Compare CPU and memory over time. A sudden spike usually indicates traffic or a job event; a slow climb suggests a leak or cache growth.
Correlate spikes with deploys, migrations, imports, cron schedules, billing runs, or webhook bursts.
Restarting the process can temporarily hide a memory leak. Capture evidence first if possible.
If one worker is much larger than others, inspect request types or endpoints causing object retention.
If all workers are uniformly large, your base application memory footprint or worker count is likely too high.
If CPU is low but response times are high, check I/O wait, DB locks, network timeouts, and thread exhaustion.
If Postgres connections are high, check connection pooling and whether workers are opening too many connections.
Use sampling profilers or application tracing for repeatable spikes instead of guessing from top output alone.

Useful commands:

bash

top
htop
uptime
free -h
vmstat 1 5
iostat -xz 1 5
ps aux --sort=-%cpu | head -20
ps aux --sort=-%mem | head -20
pmap -x <PID> | tail -n 20
smem -rk
dmesg -T | egrep -i 'killed process|out of memory|oom'
journalctl -k -n 200 --no-pager
journalctl -u gunicorn -n 200 --no-pager
journalctl -u celery -n 200 --no-pager
docker stats --no-stream
docker inspect <container_id>
ps aux | egrep 'gunicorn|uvicorn|celery|rq|postgres|nginx'
ss -s
ss -ltnp
nginx -T
psql "$DATABASE_URL" -c "select pid, usename, state, wait_event_type, now()-query_start as duration, query from pg_stat_activity order by duration desc limit 20;"
psql "$DATABASE_URL" -c "select query, calls, total_exec_time, mean_exec_time from pg_stat_statements order by total_exec_time desc limit 10;"
redis-cli info memory
redis-cli info stats
curl -I http://127.0.0.1/health

Checklist

✓ Confirmed whether issue is CPU, memory, or both
✓ Identified the exact process consuming resources
✓ Checked for OOM kills in kernel logs
✓ Reviewed app, worker, and database logs during the spike window
✓ Validated Gunicorn/Uvicorn/Celery/RQ concurrency settings
✓ Inspected slow queries and active database sessions
✓ Checked for retry storms, duplicate jobs, or runaway schedulers
✓ Verified uploads, exports, and batch jobs are streamed or chunked
✓ Applied rate limits or caching to hot routes if traffic-driven
✓ Added monitoring, alerts, and dashboards for CPU, memory, restart count, and request latency

FAQ

What is the fastest safe response to an active memory incident?

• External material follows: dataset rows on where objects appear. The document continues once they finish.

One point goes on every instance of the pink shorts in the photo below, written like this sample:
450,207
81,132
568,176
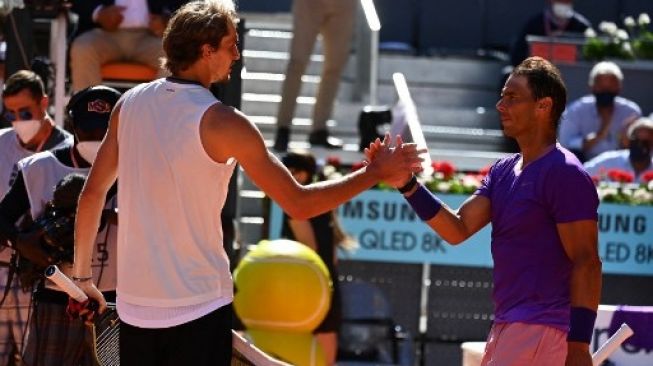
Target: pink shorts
513,344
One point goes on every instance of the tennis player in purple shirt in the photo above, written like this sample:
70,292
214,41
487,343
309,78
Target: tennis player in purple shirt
543,209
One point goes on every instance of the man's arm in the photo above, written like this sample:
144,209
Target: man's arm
226,133
457,226
91,203
580,241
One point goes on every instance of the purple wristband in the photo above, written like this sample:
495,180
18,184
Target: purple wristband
581,325
425,204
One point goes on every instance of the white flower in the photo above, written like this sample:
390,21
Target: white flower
608,28
629,22
622,34
590,33
626,47
643,195
328,170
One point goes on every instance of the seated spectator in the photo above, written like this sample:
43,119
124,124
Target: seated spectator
596,123
637,159
558,17
118,30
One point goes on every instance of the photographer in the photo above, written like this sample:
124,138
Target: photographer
32,130
54,338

Reduce application and worker concurrency, stop non-essential background jobs, confirm whether OOM kills are occurring, and restore service stability before deeper profiling.

How do I separate app issues from database issues?

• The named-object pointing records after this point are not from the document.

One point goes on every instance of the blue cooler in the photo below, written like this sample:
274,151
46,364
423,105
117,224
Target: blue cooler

Check process-level CPU and memory first, then inspect active database queries and slow query stats. If app CPU is high with normal DB load, focus on application code. If DB sessions and query durations spike, focus on queries and indexes.

Why does the app recover after restart but fail again later?

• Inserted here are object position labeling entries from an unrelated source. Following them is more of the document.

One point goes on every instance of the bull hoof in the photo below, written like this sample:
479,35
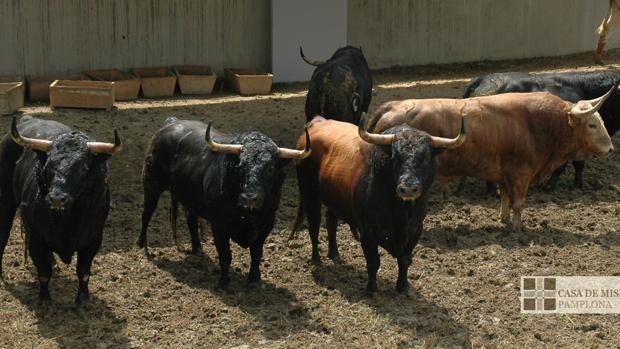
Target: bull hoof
403,290
335,257
82,298
141,243
316,259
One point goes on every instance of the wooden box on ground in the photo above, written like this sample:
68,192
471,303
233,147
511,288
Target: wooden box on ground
11,97
82,94
248,81
126,86
156,82
195,80
39,86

That usually indicates a memory leak, cache growth, repeating job burst, or a traffic pattern that rebuilds the same pressure over time.

Can rate limiting help CPU and memory issues?

Yes. If a small set of endpoints or clients is creating disproportionate load, rate limiting and caching can stabilize the service quickly.

Should I use more workers to improve performance?

Not automatically. More workers may improve throughput for idle CPU capacity, but they also increase memory usage and can worsen contention if the database or host is already the bottleneck.

Final takeaway

Do not treat high CPU or memory as a generic scaling problem. Identify the overloaded process, confirm whether the trigger is traffic, code, database, or jobs, apply a safe mitigation, then implement a permanent fix with monitoring in place.